Every interconnected element of nature has been affected on some level by climate change, when one thing is drastically changed, a domino effect appears, teetering everything else below it. Due to recent extreme heats across the globe, we’ve seen an increase in droughts and therefore water scarcity. From the U.S. to India, groundwater has been drained out from under us—the heat and ignorance is to blame.

The United States

Starting in the U.S, there was once a wealth of underground water sources that have supplied cities and farmlands for centuries, but Americans are now using up mother nature’s bestowal. The NY Times has analyzed the water levels across thousands of cities starting from 1920 to present day. They found that due to a skewed replenishment system, nearly half the analyzed sites have declined over the past 40 years. Nature can not replenish its water supply at the same rate people are pumping it out. Over the last decade, about four out of every 10 sites have hit record lows, with last year [2022] being the worst.

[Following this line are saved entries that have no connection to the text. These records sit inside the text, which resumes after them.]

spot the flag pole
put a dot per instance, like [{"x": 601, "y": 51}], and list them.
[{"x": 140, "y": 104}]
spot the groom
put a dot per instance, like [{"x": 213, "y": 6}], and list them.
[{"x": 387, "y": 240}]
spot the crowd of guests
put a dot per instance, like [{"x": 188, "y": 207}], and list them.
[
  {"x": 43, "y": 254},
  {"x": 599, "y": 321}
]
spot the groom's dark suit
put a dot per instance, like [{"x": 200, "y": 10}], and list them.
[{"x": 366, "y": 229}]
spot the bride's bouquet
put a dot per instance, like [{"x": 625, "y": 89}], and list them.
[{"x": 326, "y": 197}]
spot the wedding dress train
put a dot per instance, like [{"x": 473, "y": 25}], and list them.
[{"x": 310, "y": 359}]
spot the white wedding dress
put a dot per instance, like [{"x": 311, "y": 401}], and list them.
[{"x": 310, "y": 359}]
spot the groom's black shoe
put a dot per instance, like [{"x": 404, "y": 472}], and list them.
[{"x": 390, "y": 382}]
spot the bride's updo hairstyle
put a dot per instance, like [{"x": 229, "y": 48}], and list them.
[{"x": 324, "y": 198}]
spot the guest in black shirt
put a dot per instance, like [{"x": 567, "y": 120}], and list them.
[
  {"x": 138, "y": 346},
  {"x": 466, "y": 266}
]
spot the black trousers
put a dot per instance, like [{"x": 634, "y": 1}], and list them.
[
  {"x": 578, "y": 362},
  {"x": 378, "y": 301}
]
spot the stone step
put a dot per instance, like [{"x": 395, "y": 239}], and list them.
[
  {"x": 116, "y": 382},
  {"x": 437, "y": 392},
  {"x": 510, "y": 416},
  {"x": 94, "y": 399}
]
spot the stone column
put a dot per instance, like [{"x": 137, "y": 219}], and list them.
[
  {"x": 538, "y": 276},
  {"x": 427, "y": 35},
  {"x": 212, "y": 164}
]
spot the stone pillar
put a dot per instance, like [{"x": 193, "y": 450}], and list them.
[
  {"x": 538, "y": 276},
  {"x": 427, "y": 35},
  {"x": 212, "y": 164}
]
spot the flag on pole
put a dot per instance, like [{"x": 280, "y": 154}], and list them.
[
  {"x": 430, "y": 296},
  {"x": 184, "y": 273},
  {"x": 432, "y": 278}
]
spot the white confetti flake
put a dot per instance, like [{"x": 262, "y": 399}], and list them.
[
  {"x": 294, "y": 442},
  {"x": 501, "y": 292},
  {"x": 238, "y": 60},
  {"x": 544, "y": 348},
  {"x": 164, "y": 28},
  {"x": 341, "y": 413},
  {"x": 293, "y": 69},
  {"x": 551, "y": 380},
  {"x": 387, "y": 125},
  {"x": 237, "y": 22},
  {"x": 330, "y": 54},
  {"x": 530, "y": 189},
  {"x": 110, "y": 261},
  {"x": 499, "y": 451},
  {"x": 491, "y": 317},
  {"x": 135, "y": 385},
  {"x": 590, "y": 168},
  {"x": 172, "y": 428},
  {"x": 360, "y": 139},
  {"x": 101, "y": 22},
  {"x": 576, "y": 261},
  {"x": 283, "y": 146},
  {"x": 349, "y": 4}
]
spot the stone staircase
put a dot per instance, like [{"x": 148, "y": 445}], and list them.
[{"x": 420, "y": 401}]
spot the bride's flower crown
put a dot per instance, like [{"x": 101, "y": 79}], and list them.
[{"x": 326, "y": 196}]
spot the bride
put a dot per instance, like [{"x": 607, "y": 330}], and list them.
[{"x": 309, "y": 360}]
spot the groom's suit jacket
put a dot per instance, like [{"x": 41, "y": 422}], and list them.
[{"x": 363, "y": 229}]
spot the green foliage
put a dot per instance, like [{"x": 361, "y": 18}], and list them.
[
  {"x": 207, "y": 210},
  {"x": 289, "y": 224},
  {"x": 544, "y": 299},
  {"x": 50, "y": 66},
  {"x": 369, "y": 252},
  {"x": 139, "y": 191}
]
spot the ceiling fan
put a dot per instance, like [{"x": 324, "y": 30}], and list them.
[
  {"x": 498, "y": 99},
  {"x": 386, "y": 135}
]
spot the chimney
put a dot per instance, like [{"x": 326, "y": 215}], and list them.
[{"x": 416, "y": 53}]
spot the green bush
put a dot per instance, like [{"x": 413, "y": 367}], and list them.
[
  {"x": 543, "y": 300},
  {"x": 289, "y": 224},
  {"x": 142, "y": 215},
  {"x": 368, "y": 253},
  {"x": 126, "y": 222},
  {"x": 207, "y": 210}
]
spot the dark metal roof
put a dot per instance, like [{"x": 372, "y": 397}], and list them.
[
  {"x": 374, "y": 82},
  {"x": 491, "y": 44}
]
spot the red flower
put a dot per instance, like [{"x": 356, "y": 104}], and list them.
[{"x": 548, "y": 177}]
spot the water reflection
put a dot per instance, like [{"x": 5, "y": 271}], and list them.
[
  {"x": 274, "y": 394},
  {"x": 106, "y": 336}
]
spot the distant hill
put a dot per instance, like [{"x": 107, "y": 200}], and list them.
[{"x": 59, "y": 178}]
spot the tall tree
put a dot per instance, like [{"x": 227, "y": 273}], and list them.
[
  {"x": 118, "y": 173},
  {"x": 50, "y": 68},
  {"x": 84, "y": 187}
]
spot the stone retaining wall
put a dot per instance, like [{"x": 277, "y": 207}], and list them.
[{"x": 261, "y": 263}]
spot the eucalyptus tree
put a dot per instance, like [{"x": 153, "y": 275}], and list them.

Now, states and communities are paying the price. Breadbasket states, such as Kansas, are hurting significantly more, as the main aquifer beneath 2.6 million acres of land can not efficiently support industrial-scale irrigation or agriculture. Traveling to New York, Long Island faces a major threat to their drinking-water wells as overpumping continues. In Phoenix, Arizona the groundwater has depleted so greatly that new home construction can not progress due to insufficient aquifer reliance. Across the states of Utah, Texas, and California, roads are buckling, structural foundations are cracking, and fissures are opening due to the amounts of drained water. And to conclude the journey of devastation, the country’s rivers and lakes that rely on groundwater have become streams or less than stagnant.

India

According to the projections given by Science Advances, the warming climate could send India into a groundwater crisis within the next coming decades. India already pumps out more groundwater than any other country. They use groundwater to irrigate about 60% of the staple crops like wheat, rice, and maize. But the rise in temperatures have been drying out these fields, leaving little to no moisture to soak into the ground or crops. The natural replenishment of groundwater is almost nonexistent in these areas because of this suffocating cycle. If action isn’t taken, underground water supplies could shrink three times the current rate from 2041 to 2080. The country is also not supplied with the necessary dams or other infrastructures to significantly increase its river-fed irrigation.

Once groundwater is fully depleted, there isn’t another source to tap into. The resources that we have been supplied with are the ONLY resources we have to use. Moving forward in a responsible and sustainable light is the only way we can preserve our water, and in turn save the planet.